CoderForge-Preview: SOTA open dataset for training efficient coding agents
Blog post from Together AI
CoderForge-Preview is the largest open dataset of coding agent trajectories available, comprising 258,000 test-verified trajectories from 51,000 tasks across 1,655 repositories, designed to address the shortage of high-quality open training data that limits the advancement of open-weight coding models. The dataset was used to train models with 32 billion and 4 billion parameters, achieving significant performance improvements, particularly with Qwen-3 32B, which ranked highest among open-data models in the ≤32B parameter range on SWE-Bench Verified.
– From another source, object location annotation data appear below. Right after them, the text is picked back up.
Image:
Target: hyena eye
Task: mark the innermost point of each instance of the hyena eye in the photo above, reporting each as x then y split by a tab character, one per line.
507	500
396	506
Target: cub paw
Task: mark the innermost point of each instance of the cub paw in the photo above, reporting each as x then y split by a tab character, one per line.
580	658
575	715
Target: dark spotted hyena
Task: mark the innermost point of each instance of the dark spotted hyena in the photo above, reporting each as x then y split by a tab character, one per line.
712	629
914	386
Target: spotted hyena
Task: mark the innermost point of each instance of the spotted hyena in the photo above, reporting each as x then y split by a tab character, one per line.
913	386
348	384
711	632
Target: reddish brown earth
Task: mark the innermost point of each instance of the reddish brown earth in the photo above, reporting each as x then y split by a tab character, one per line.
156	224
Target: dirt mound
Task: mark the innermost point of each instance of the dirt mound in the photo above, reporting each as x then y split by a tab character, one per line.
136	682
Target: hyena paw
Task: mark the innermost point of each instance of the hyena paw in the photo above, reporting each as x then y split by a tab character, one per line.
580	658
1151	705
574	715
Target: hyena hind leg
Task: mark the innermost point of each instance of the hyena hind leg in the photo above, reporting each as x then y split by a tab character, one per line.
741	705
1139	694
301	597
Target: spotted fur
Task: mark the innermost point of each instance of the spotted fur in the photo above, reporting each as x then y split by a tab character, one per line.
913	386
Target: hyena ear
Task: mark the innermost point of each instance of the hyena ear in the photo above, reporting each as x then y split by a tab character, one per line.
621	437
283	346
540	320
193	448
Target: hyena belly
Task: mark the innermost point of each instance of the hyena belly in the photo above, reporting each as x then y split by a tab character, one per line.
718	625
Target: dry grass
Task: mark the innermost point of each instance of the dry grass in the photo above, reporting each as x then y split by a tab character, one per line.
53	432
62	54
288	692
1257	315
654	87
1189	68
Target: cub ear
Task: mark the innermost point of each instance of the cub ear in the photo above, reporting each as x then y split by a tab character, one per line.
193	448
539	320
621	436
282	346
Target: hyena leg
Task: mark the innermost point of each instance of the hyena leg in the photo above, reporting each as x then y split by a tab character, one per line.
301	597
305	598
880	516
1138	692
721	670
The dataset generation involved using Qwen3-Coder-480B and filtering through rejection sampling, resulting in 155,000 successful trajectories out of 258,000 generated. The data is drawn from sources like R2E-Gym, SWE-Smith, and SWE-Rebench, and is set within a standardized action/observation interface using the OpenHands scaffold. The work emphasizes training only on successful trajectories to enhance task resolution efficiency, and the dataset underwent a thorough license audit to ensure responsible use by retaining only trajectories under permissive open-source licenses. Despite its success, the dataset has limitations such as adaptability to different scaffolds, a focus on bug-fixing tasks, and lack of user interaction modeling, but it aims to drive further advancements in open-source AI development by providing a foundation for exploring agentic reinforcement learning and larger model scales.